Wednesday, December 24, 2008

The Problem with True Atheism

So, I've promised to write this out sometime, and here it is, at least in part. I have a bunch of things I want to talk about, and it will, in all likelihood, take more than one blog. I also will be talking about some Chicago machine politics soon, which should be fairly interesting - but is a totally separate topic.



Well, the title sort of says it all, and I am in part responding to a number of comments by friends about constructing a "rational" system of morality. I have already detailed a number of problems with this approach, and I will reiterate some of them here. I will also detail the history of the growth of the "atheist" movement in America (and, to a lesser extent, worldwide).



And note that I did put atheist in quotes, as this is my first point. Most people who claim to be atheists are, as far as I am concerned, agnostic. The may not acknowledge this or even be aware of it themselves, this seems to me to be the case. The reason that I say this is because they do not embrace the full ramifications of the nonexistence of any transcendent nature. The true ramifications of this are really fully explore by Nietzsche (and Machiavelli did significant work in this direction as well). Nietzsche is one of very few philosophers who truly embraced all the ramifications of the fact that there is no God.



Before I go much further, I must say this - I am nominally Latin Catholic (most people call it Roman Catholic, but it's correct name is the Latin Catholic Rite, one of what I believe is 13 Catholic rites), still practicing to a certain extent, and very well educated on the philosophy of my religion. This is not to say that I blindly follow dogma - much of the dogmatic has been removed from the religion with the advent of the Second Vatican Council, though there is still some dogma. One of the main responsibilities of adult Catholics is to be "persons of conscience" - meaning that each person is an individual moral agent, and they are responsible to their own conscience, which should be informed by the teachings of the church. I make this point so that you do not think that I am blindly trying to verify the existence of God because I have my beliefs.

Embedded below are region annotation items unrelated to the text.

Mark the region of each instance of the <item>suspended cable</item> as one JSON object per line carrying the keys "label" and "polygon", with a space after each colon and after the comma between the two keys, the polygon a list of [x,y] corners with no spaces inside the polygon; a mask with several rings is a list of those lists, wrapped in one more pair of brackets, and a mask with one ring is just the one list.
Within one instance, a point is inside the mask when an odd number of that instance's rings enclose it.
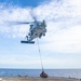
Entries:
{"label": "suspended cable", "polygon": [[37,38],[37,44],[38,44],[38,51],[39,51],[39,55],[40,55],[40,62],[41,62],[42,71],[44,71],[44,69],[43,69],[43,63],[42,63],[42,56],[41,56],[41,51],[40,51],[40,45],[39,45],[39,40],[38,40],[38,38]]}

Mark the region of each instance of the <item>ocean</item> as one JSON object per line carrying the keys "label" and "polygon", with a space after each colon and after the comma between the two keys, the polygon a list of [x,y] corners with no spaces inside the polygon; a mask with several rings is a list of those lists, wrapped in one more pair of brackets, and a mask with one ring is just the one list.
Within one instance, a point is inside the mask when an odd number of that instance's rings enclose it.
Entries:
{"label": "ocean", "polygon": [[[0,77],[40,77],[41,69],[0,69]],[[49,77],[81,79],[81,69],[44,69]]]}

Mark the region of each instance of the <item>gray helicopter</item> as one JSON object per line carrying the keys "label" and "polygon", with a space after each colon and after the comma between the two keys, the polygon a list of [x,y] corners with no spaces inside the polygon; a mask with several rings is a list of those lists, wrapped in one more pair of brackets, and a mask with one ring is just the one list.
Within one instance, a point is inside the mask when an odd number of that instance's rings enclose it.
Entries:
{"label": "gray helicopter", "polygon": [[21,24],[29,24],[29,32],[26,36],[27,40],[21,41],[21,43],[35,43],[33,39],[41,38],[42,36],[45,36],[46,32],[46,24],[43,19],[42,22],[30,22],[30,23],[21,23]]}

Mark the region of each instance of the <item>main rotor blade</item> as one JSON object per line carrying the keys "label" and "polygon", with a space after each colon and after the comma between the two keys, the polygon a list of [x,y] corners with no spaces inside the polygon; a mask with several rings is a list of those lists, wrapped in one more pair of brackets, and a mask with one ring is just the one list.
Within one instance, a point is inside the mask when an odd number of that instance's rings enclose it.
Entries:
{"label": "main rotor blade", "polygon": [[31,22],[5,22],[6,25],[23,25],[30,24]]}
{"label": "main rotor blade", "polygon": [[21,25],[21,24],[30,24],[29,22],[11,22],[10,24]]}

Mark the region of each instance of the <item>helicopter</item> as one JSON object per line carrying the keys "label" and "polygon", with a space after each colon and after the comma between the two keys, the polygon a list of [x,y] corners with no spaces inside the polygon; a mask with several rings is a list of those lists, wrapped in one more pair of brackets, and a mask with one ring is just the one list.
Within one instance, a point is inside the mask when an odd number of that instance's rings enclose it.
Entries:
{"label": "helicopter", "polygon": [[35,22],[30,23],[21,23],[21,24],[29,24],[29,32],[26,36],[26,41],[22,40],[21,43],[35,43],[33,39],[41,38],[42,36],[45,36],[46,32],[46,24],[43,19],[42,22],[38,22],[35,19]]}

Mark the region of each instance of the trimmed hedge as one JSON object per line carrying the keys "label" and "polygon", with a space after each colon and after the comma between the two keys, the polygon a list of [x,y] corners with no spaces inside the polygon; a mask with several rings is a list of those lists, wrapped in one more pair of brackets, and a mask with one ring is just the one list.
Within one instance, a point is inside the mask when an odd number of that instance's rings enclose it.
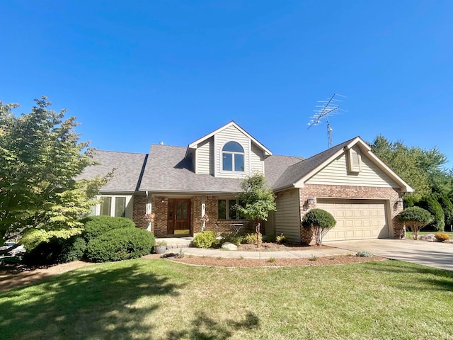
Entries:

Of course, in part this is true - my belief must extend in part from my upbringing in this tradition, but I have gone through a protracted period of non-belief; the main issue in this is that I have, over a number of years rediscovered my belief (which I still sometimes question) and looked at the ramifications of trying to construct a moral system without some kind of divinity.

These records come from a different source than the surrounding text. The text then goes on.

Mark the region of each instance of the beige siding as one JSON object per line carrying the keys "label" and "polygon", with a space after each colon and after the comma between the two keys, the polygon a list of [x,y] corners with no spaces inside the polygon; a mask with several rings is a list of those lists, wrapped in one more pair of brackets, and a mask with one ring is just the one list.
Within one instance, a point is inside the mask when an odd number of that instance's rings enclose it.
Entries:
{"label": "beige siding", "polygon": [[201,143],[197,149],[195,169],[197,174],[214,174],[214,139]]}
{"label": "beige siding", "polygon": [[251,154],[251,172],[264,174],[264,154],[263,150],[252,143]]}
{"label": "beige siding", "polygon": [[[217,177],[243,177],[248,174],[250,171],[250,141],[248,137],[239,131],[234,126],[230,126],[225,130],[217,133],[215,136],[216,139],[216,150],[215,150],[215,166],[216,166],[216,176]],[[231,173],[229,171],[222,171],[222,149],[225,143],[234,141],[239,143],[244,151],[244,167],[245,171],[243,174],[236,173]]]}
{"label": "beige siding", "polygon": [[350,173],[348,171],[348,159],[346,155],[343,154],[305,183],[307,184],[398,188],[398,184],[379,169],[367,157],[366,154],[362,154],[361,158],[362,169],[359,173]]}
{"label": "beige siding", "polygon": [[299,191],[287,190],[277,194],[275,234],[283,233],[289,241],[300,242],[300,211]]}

And here is the crux of the issue. If we remove the sense of "specialness" from humanity, if we are just animals, and if existence is merely a random coincidence, there is no absolute morality. While this does not seem to be a problem on its face, it is quite a huge problem in trying to decide what can make something right or wrong. In fact, the very concept of right and wrong must be thrown out if you believe this. We must then, as Nietzsche says, move "beyond good and evil". The labels become ridiculous without some kind of transcendent nature. Try and define these terms without reference to God or to humanity being "special" in some way.

What is "good"? What is "evil"? If one tries to define these in a purely rational way, it is totally impossible. I challenge anyone to attempt this, and I can find fault with it. And please do not bother quoting from John Stuart Mill and Utilitarianism - he makes a number of mistakes that are easily observed, and in fact the mistakes that he makes are many of the same ones that modern atheists make.

Most people feel that there is no longer a need for God because people are basically good, and that blind adherence to dogma diminishes people because they are not allowed to think. In part they are correct - complete adherence to dogma does diminish people - but complete rejection of it is just as foolish. Belief that because people are currently good regardless of the hundreds of years of social history that molded their morality is giving yourself an enormous blind spot.

Let me give you an example in terms of science - obviously, this is simply an analogy, not an attempt to say that faith and science are interchangeable - they are not. If every generation decides that because we have more knowledge than the previous generation we can simply discard everything that they have done, there would never be any growth in society. If, for example, Jonas Salk discovered the polio vaccine and moved the world of vaccinations forward by leaps and bounds. If we just assumed that we know more now than he did then, we could discard all of his work. Same in terms of space exploration - they got to the moon with calculations on slide rules using Newton's laws. If we did not keep using the good that has been previously discovered, we cannot progress forward.

The same does work on a moral level. If we simply discard all that previous generations have done in terms of morality, our social and moral systems wouold never advance. One of the best examples of this is in the case of Martin Luther King, Jr. The reason his message caught hold so well all over is not because it was new, but because it was founded on the moral and religious principles that many people already claimed allegiance to. (and yes I know I ended with a preposition, I just don't want to rewrite it) He called people to task on their original religious beliefs and called them to look at how they were treating other people and how it was inconsistent with their professed faith.

I have to stop for now, and I really have not finished (I've barely even begun) but I will continue soon.

2 comments:

supergoober said...

FINISH!?!?!? You haven't even started yet!! Keep going man!

theprofessor said...

I know, I just ran out of time - you know the holicays, lots of family commitments :)

I barely scraped the surface, I could probably detail a whole book on this topic, and wait til I get going on the history as well.